Ron Kadziel

No. 52
- Position: Linebacker

Personal information
- Born: February 27, 1949 (age 77) Pomona, California, U.S.
- Listed height: 6 ft 4 in (1.93 m)
- Listed weight: 230 lb (104 kg)

Career information
- High school: Pomona Catholic
- College: Stanford
- NFL draft: 1971: 5th round, 129th overall pick

Career history
- Dallas Cowboys (1971)*; New England Patriots (1972);
- * Offseason or practice squad member only

Awards and highlights
- Super Bowl champion (VI);

Career NFL statistics
- Games played: 14
- Stats at Pro Football Reference

= Ron Kadziel =

American football player (born 1949)

Ronald Dennis Kadziel (born February 27, 1949) is an American former professional football player who was a linebacker for the New England Patriots of the National Football League (NFL). He played college football for the Stanford Cardinal.

==Early life==
Kadziel attended Pomona Catholic High School, where he practiced football and baseball.
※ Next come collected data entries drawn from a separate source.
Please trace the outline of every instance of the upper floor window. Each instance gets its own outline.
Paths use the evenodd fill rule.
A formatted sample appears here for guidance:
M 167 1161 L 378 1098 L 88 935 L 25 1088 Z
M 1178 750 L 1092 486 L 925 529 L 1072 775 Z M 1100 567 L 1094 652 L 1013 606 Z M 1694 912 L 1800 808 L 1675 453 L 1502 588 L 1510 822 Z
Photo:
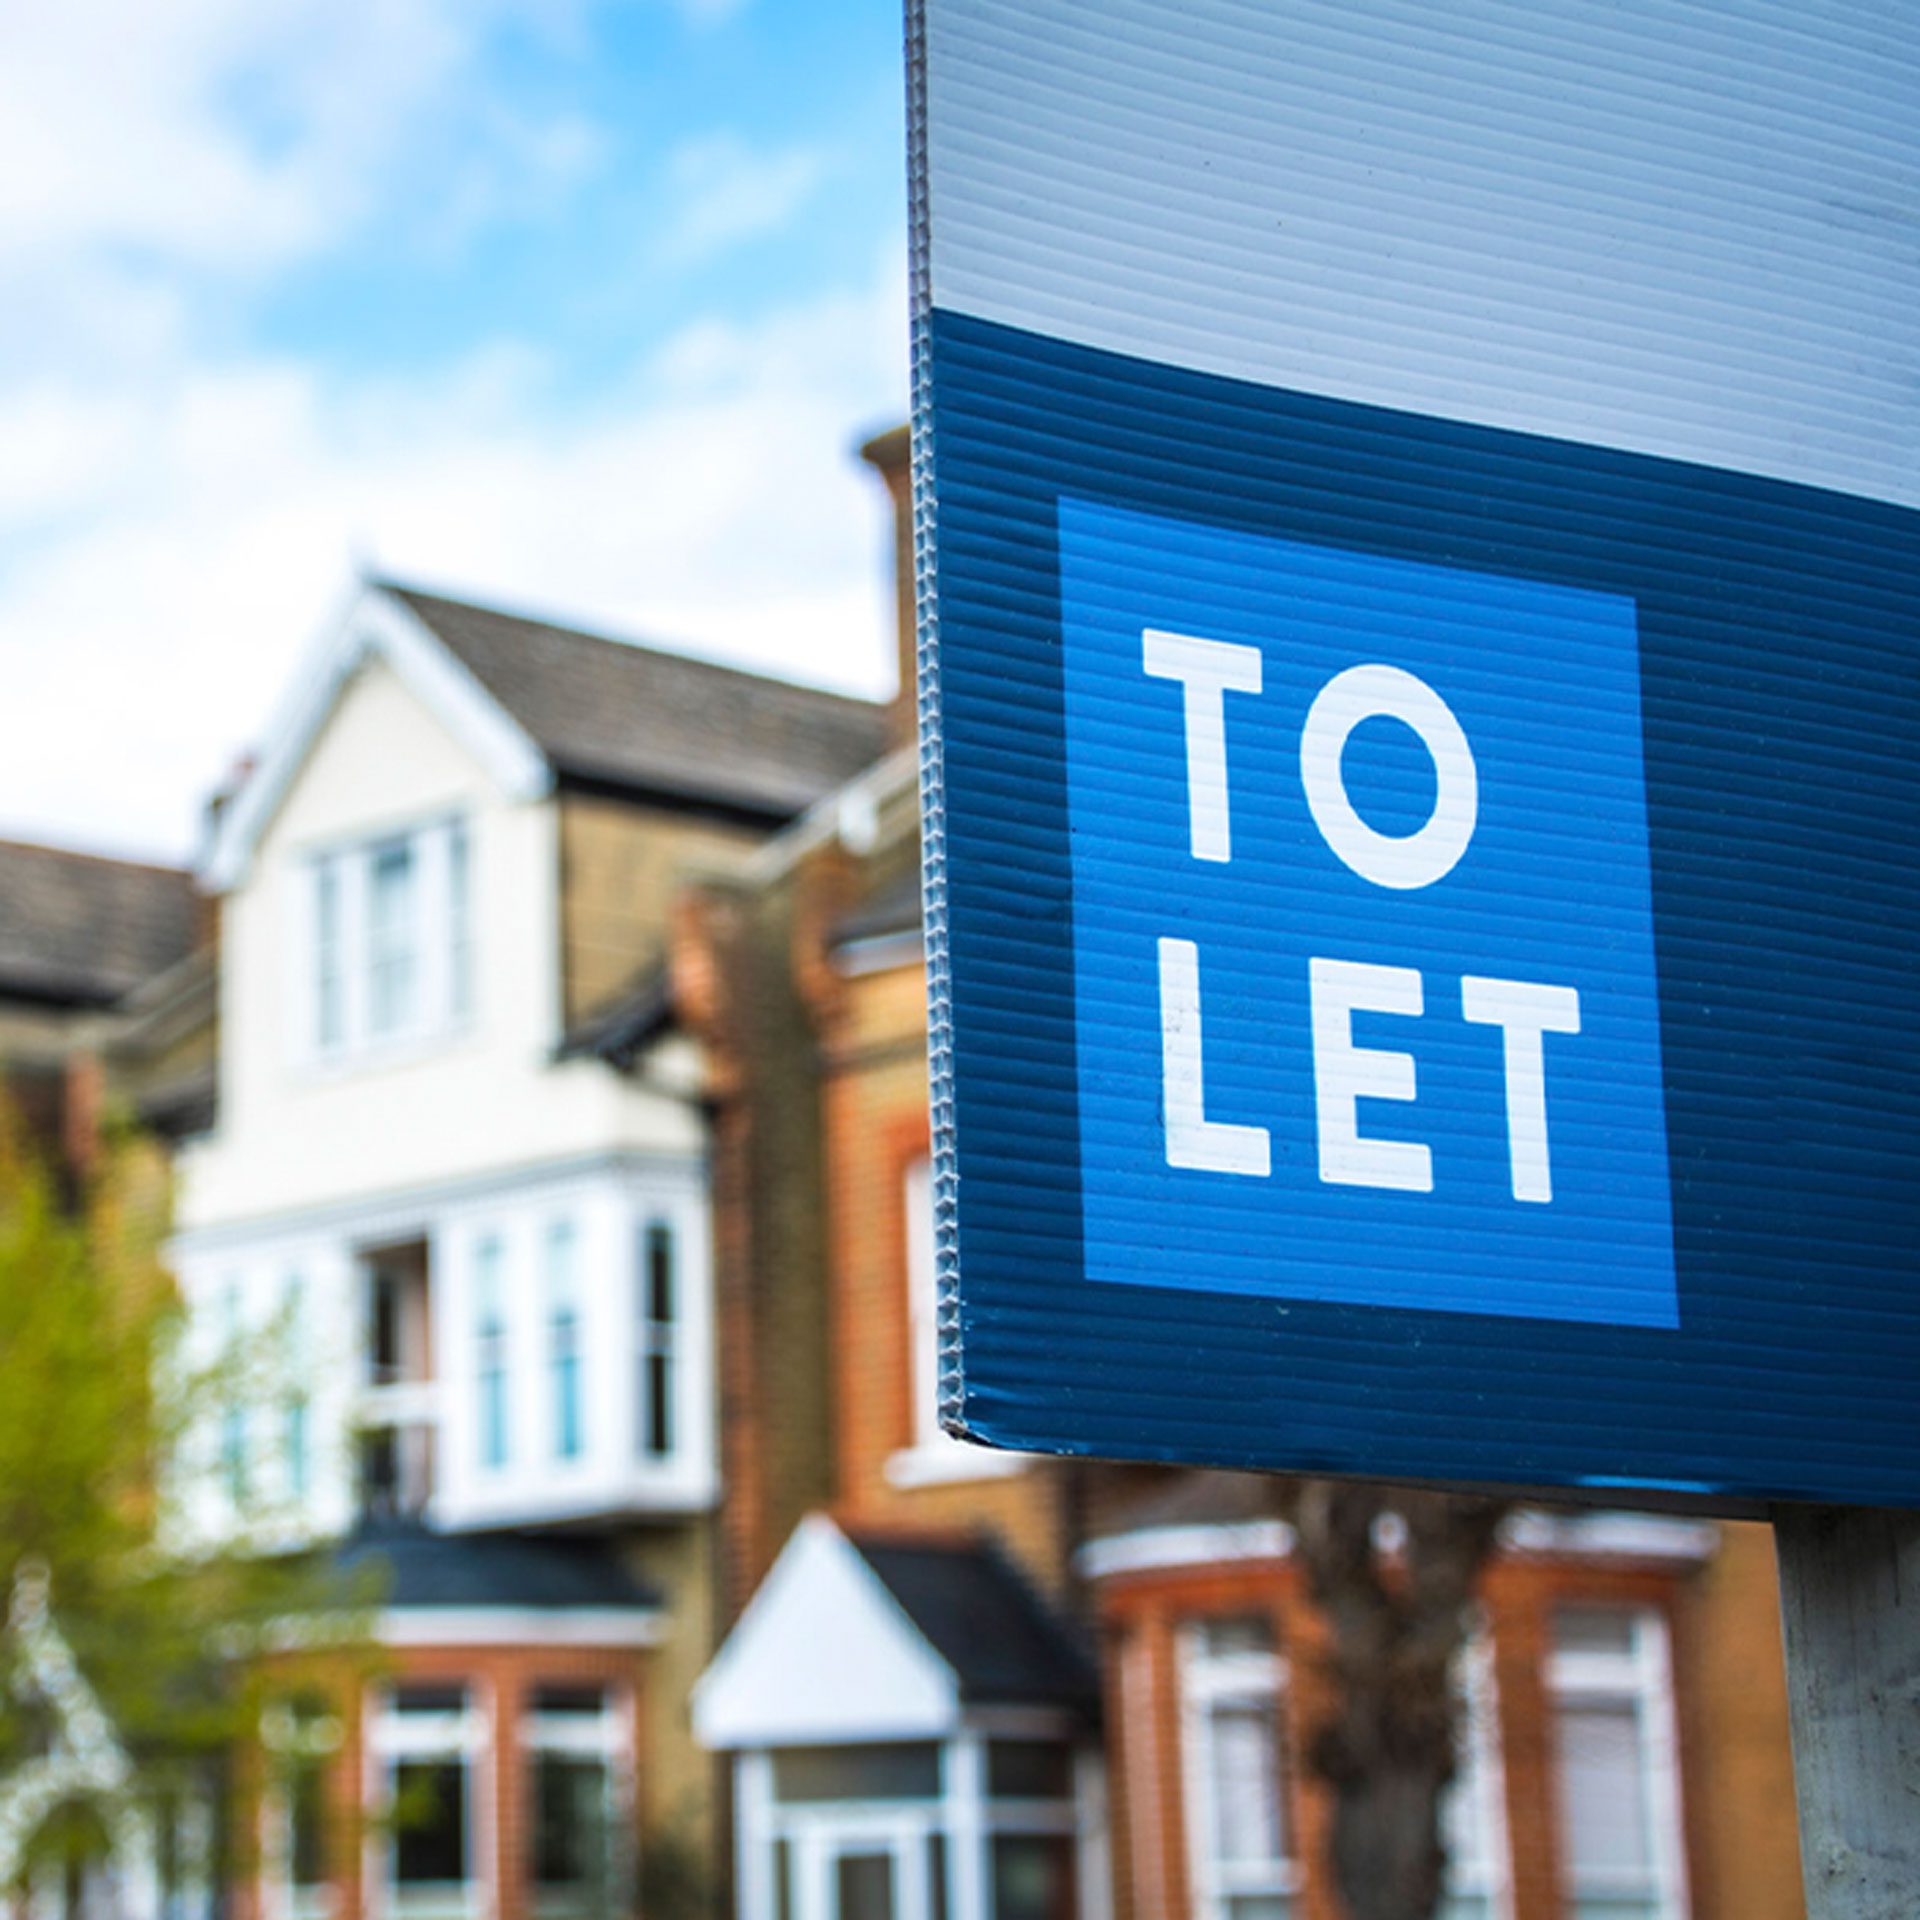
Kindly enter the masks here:
M 636 1334 L 639 1377 L 634 1385 L 643 1458 L 664 1459 L 673 1451 L 673 1349 L 679 1275 L 675 1271 L 673 1228 L 649 1220 L 640 1231 L 640 1280 Z
M 471 852 L 463 820 L 330 848 L 308 863 L 305 1028 L 323 1059 L 424 1039 L 473 1001 Z
M 1568 1913 L 1680 1920 L 1680 1767 L 1664 1623 L 1647 1608 L 1562 1608 L 1547 1681 Z
M 585 1447 L 575 1239 L 571 1220 L 555 1220 L 547 1228 L 547 1361 L 553 1383 L 553 1451 L 561 1460 L 579 1459 Z
M 476 1371 L 480 1387 L 480 1464 L 498 1472 L 507 1464 L 507 1302 L 500 1275 L 499 1237 L 474 1249 Z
He was selected as a catcher by the Minnesota Twins after graduation, but turned down the signing bonus to play college football.

He accepted a football scholarship from Stanford University. He was a backup tight end as a sophomore and junior.

As a senior, he was converted into a linebacker. He became a starter, posting 56 tackles and 2 interceptions, even though he was limited with a pulled thigh muscle that he suffered in mid-season.

==Professional career==
Kadziel was selected by the Dallas Cowboys in the fifth round (129th overall) of the 1971 NFL draft. He was waived on September 7.

On March 8, 1972, he signed as a free agent with the New England Patriots. He started the season opener at weakside linebacker against the Cincinnati Bengals, but was demoted afterwards in favor of Ron Acks. On July 23, 1973, he announced his retirement from professional football.